Currently, the Math(F) (or similar methods for float and double) implementation is:

• Environment-dependent. It depends on the underlying C runtime and may return different values ​​in different environments.
• May not be accurate. In most cases, it is accurate to within ±1 ULP.

Of these, the one that could be particularly problematic is "environment dependency."
This affects things like game terrain generation, replay desync issues, and the reproducibility of scientific and technical papers.

Also, such as double.ExpM1(x) are currently implemented in a "simple" way, which has problems with accuracy - they may contain errors larger than 1 ulp.

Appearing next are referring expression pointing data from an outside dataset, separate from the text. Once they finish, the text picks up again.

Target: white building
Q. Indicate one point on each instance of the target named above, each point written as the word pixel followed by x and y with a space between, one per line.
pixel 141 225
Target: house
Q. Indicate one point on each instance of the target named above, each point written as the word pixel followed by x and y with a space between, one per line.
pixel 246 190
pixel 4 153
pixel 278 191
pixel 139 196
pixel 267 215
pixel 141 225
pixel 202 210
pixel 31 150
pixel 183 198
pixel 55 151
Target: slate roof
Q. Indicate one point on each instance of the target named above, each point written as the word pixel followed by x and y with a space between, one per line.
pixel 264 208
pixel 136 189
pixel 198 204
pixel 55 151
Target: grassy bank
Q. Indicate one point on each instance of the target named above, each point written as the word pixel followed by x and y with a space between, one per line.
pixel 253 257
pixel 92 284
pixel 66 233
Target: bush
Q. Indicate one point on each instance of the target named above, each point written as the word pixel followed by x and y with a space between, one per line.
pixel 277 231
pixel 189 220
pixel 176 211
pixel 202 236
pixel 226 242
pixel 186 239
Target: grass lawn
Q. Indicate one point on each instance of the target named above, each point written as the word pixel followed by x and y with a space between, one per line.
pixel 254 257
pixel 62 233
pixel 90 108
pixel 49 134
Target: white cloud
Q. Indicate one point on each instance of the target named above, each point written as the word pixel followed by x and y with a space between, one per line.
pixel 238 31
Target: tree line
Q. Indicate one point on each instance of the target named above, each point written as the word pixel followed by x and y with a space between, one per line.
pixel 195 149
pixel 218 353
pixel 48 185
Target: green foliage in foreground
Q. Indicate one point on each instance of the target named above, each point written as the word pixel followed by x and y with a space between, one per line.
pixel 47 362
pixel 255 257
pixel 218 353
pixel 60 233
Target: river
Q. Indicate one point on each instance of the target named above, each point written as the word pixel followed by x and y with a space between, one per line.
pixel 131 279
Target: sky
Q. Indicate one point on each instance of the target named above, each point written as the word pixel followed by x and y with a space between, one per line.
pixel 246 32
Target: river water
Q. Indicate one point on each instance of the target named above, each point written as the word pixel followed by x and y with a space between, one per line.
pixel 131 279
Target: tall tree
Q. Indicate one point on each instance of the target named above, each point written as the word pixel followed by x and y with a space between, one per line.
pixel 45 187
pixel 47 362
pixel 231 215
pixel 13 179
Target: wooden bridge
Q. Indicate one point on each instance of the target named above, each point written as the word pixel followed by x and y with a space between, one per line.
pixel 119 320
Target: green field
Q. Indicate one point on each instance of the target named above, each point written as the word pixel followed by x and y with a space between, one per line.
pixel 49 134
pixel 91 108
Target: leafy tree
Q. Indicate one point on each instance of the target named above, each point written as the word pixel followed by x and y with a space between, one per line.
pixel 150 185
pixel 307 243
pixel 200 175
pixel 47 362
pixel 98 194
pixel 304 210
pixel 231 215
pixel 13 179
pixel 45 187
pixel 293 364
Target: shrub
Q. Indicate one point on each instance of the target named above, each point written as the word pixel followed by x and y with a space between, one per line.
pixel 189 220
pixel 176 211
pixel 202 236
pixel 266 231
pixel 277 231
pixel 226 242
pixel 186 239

"Correctly rounded" - i.e., correctly rounded mathematically correct results, with precision to 0.5 ulps - implementations of mathematical functions can solve these problems. Being accurate also means being independent of the environment.

I've ported to C# the implementation from The CORE-MATH project, which implements an correctly rounded function: CoreMathSharp.

The biggest concern here is the execution speed. Since accuracy is required, it is expected to be slower than functions that do not require accuracy.
In practice, however, they were not as slow as feared, and some functions were even faster than the native implementation.

This compares the speed of the CoreMathSharp implementation (blue / left) with the current MathF implementation (red / right). The vertical axis is the average execution time, smaller is faster.
Note that some implementations not included in MathF use simple compatible implementations - e.g. Compound(x, y) == Pow(1 + x, y).

Of course, not everything is overwhelmingly fast, so I understand that this is not a drop-in replacement, but I think you can see that it still has speeds that are practical.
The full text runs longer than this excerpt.